There’s a secret in Crown Heights, Brooklyn. If you take a stroll down Bergen Street, you’ll be be standing atop 10,000 pounds of aging cheese. Originally a brewery, the large building that takes up almost half a city block is now used as a creative space for architects, artists, and food producers. Its accompanying caves are “perfect for aging cheese” according to affineur, or cheese-ager, Sam Frank. The action of aging cheese is called affinage, the process of cheese-ripening. This ripening is what gives blue cheeses their pungent odors and moldy marbled veins; it’s what gives Brie and Camembert their slightly fuzzy rinds. Affinage allows the green moldy splotches on great wheels of cheddar or Alpine cheeses to develop. These caves in Brooklyn, now known commercially as Crown Finish Caves, join the handful of other cheese caves that are allowing American-made cheeses the same tastes and aromas as those traditionally made in natural caves in Europe.

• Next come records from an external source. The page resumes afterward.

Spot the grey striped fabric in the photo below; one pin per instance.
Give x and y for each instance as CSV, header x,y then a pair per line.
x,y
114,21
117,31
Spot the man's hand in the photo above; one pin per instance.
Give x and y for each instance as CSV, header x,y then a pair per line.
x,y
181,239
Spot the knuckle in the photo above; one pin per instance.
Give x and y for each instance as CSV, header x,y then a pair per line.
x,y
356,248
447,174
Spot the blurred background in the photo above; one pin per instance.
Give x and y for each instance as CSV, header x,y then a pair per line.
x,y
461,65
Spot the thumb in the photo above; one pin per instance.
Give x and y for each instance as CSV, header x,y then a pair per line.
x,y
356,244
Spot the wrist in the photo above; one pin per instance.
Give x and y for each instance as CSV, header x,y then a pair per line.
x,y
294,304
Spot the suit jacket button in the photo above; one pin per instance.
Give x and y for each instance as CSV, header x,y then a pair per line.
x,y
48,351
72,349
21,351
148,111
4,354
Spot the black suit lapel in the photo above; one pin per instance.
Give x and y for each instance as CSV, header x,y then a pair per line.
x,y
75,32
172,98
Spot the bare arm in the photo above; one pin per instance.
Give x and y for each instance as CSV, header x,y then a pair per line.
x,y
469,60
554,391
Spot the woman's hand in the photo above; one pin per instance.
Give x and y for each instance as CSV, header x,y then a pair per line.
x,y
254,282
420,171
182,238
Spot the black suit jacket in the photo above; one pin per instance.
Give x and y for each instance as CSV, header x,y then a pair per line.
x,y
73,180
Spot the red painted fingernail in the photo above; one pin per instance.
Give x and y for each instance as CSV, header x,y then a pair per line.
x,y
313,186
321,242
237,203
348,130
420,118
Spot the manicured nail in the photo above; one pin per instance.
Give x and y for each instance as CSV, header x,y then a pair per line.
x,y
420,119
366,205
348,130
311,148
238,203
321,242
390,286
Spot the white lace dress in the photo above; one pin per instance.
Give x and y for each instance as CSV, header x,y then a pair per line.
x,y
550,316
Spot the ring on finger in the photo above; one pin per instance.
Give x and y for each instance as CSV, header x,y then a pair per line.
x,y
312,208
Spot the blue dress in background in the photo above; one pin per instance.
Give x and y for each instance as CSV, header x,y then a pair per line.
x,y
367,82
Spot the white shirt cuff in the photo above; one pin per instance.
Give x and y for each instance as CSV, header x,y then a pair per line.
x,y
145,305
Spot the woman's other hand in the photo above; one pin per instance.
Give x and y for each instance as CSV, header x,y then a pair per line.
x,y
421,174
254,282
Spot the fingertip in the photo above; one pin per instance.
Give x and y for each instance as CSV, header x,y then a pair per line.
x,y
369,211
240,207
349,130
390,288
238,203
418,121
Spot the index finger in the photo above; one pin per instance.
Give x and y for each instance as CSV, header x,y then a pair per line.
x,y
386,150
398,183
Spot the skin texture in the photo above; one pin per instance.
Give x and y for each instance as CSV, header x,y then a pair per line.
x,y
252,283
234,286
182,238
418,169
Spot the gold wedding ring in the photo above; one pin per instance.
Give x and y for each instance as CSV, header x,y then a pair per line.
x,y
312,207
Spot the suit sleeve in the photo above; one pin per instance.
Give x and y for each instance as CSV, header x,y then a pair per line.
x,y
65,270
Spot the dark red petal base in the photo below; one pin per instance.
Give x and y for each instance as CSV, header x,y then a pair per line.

Frank, who cares for cheese in the Crown Finish Caves, notes that the building’s history of beer fermenting is great for storing and aging cheese as there are “150 years worth of yeast floating around in the air” of the caves, an ideal addition to luring cheese-loving bacteria and mold (the good kind).
Though cheese caves are popping up more and more in the United States, they are common in Europe and have been for centuries. The cool, dank environments in natural caves in Italy, France, and other cheesemaking countries are perfect for aging well-known European specimens like Camembert, Roquefort, and Gorgonzola. Cheese caves today, natural or not, aim to not only mimic these perfect natural cave conditions but also regulate them. Ventilation fans ensure proper air circulation while sensor-controlled humidifiers keep the air at moistness levels that can get up to 99.9 percent, as is the case in cheese caves in Minnesota, the Caves of Faribault. Higher humidities are ideal for some Tomme- or Alpine-style cheeses, while other cheeses like a bit dryer conditions, around 90–95%. Temperatures in cheese caves are kept cool, around 50°F, and hygiene is a top priority. In her article for Vice, writer Caitlin Gunther notes that she had to don a “a train conductor hat, a white lab coat, and white Crocs (yikes!)—as well as sanitize any and all of [her] exposed skin—just to descend into the caves.” Cheese-agers do not want any foreign bacteria to come into contact with their cheese babies and mess up the perfectly balanced probiotic cycle.
Cheese cave affinage is more than just setting wheels and blocks of cheese on shelves and saying, “See you in a few days (or months. Or years, even)!” Different cheeses have different aging needs: some need constant flipping; others need cleaning; and still other cheeses necessitate “baths”—washing the cheese in different liquids like cider, beer, wine, or brine solutions to bring out different flavors and encourage different mold growth.
In New York City, the renowned Murray’s Cheese Caves take these different cheese needs very seriously. There are even different caves for different types of cheeses: a “washed rind” cave, a “bloomy rind” cave, a “natural rind” cave, and an “Alpine” cave. In fact, Murray’s claims credit for American cheese caves gaining popularity domestically after they opened their first caves in 2004 below Bleaker Street. But the Midwestern cheese-agers of Minnesota’s Caves of Faribault claim an almost more noteworthy title: the first ones to produce a blue cheese in America, named “Treasure Cave Blue” after the Cave’s original name. The Caves of Faribault also boast that they share the same latitude as Roquefort-sur-Soulzon, France, home to the famous Roquefort cheese.
Craft, artisan, and small-batch cheese-agers are not the only ones profiting from aging their cheeses in caves. Recent news has reported that grocery store Wegman’s has opened its own cheese caves to age much of the cheese it sells to customers. But Wegman’s “cheese caves” aren’t really caves at all, but a “12,000-plus-square-foot building” near Rochester, N.Y., rather than “drippy subterranean spaces.”
The art of cheese-aging has become much more popular as these cheese caves gained renown. And they are only getting bigger. As for the caves under Bergen Street in Brooklyn, the sole cave in use now holds 10,000 pounds of cheese. At full capacity, however, the cheese-agers hope to expand use of other caves under the building, expanding the amount of aging cheese to 100,000 pounds. We can’t wait.